ROCm / omnitrace

Omnitrace: Application Profiling, Tracing, and Analysis
https://rocm.docs.amd.com/projects/omnitrace/en/latest/
MIT License
297 stars 27 forks source link

Problem with flow event #266

Closed Luke20000429 closed 1 year ago

Luke20000429 commented 1 year ago

I write a program which will launch kernels on 4 independent streams. However, when I profile that with omnitrace the flow event of memcpyD2H looks like this image image I thought these memcpy should be independent from each other, could someone explain why this happens? I am running on ROCM 5.4.3 with omnitrace 1.8.0 and gfx1030.

jrmadsen commented 1 year ago

This looks like a bug in the correlation IDs provided by the roctracer library. My guess is that roctracer is giving OmniTrace the same correlation ID everytime so Perfetto is connecting all of them.
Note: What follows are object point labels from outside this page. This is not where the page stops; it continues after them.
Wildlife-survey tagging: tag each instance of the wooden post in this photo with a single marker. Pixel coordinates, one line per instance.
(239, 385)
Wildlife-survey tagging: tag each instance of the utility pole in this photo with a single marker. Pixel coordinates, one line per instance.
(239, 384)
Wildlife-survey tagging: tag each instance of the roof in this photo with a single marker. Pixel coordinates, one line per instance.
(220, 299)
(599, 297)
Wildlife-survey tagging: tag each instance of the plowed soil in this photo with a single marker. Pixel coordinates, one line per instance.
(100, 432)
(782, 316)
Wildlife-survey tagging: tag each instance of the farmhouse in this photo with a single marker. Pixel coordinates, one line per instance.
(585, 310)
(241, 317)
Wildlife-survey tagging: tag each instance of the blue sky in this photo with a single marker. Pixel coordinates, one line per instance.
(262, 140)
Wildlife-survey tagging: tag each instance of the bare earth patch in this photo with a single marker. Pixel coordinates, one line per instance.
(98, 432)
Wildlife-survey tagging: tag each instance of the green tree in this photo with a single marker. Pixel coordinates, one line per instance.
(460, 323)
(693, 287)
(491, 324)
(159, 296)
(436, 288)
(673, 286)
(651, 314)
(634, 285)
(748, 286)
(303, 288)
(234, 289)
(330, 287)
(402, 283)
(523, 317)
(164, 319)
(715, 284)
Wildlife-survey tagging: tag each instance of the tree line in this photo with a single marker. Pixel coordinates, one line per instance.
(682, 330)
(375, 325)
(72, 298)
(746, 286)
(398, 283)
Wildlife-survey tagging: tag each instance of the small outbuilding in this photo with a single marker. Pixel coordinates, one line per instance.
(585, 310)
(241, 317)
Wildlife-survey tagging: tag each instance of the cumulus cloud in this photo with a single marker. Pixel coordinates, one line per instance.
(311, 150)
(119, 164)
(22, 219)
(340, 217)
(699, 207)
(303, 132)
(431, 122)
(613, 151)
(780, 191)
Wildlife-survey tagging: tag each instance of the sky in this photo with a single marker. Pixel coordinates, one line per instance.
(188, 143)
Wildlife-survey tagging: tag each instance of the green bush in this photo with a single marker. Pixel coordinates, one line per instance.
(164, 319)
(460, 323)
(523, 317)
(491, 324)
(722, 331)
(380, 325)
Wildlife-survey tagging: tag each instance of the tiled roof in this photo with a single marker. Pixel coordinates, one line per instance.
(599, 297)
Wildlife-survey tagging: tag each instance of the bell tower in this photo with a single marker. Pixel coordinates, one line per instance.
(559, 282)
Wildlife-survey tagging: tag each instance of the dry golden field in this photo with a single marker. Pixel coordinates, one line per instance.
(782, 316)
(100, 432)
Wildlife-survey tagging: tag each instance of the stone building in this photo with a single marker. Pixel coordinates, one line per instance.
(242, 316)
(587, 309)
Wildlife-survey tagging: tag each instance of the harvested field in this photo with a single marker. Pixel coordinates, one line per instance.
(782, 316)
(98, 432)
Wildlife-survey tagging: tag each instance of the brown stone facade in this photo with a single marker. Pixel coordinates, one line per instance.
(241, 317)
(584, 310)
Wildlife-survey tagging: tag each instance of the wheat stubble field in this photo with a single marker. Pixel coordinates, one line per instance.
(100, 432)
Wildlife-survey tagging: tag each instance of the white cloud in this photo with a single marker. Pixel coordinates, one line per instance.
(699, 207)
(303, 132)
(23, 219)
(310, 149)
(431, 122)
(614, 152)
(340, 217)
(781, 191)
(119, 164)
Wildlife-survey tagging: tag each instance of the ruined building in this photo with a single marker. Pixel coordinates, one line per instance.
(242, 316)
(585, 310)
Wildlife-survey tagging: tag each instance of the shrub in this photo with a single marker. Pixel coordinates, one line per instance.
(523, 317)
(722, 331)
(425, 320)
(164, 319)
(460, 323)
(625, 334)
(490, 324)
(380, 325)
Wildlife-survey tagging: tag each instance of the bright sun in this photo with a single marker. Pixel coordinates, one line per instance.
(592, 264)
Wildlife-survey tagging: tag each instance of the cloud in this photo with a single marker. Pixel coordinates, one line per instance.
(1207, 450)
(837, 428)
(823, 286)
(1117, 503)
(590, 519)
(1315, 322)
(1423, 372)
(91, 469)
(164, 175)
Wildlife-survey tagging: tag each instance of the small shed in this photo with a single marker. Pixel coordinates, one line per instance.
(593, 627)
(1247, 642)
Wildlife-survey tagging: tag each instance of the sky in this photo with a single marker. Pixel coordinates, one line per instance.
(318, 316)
Can you click on one of the entries with arrows and, in the debug annotations in the lower right of the details at the bottom, there should be a "corr_id" arg with a value -- if you right-click and there should be an option for something like "Find all arg with same value"? My guess is that will return a lot of results.

If possible, could you verify this behavior doesn't exist in ROCm 5.3? If not and the code producing this is relatively simple, please just fork and drop it into a subdirectory in the examples folder and LMK so I can try to reproduce it.

Luke20000429 commented 1 year ago

Thanks for your quick response, I checked the corr_id of several entries but it seems that each corr_id is only shared by two entries. For example, one of the CopyDeviceToHost has corr_id=295. The same id is only used by the API call. image image

I didn't install ROCm 5.3, so I might switch to another workstation. If that doesn't work, I will add a simple demo to my forked repo.

jrmadsen commented 1 year ago

I didn't install ROCm 5.3, so I might switch to another workstation. If that doesn't work, I will add a simple demo to my forked repo.

Ah no need, I located the problem. I was accidentally using the internal correlation id for critical tracing (which intentionally makes the connections you are seeing) instead of using the roctracer correlation id. I didn't realize that was the case bc I did a very poor job naming the variables: the former variable name was _cid and the latter variable name was _corr_id. I'll get that fixed and generate a v1.9.1 release.

Luke20000429 commented 1 year ago

Sounds great!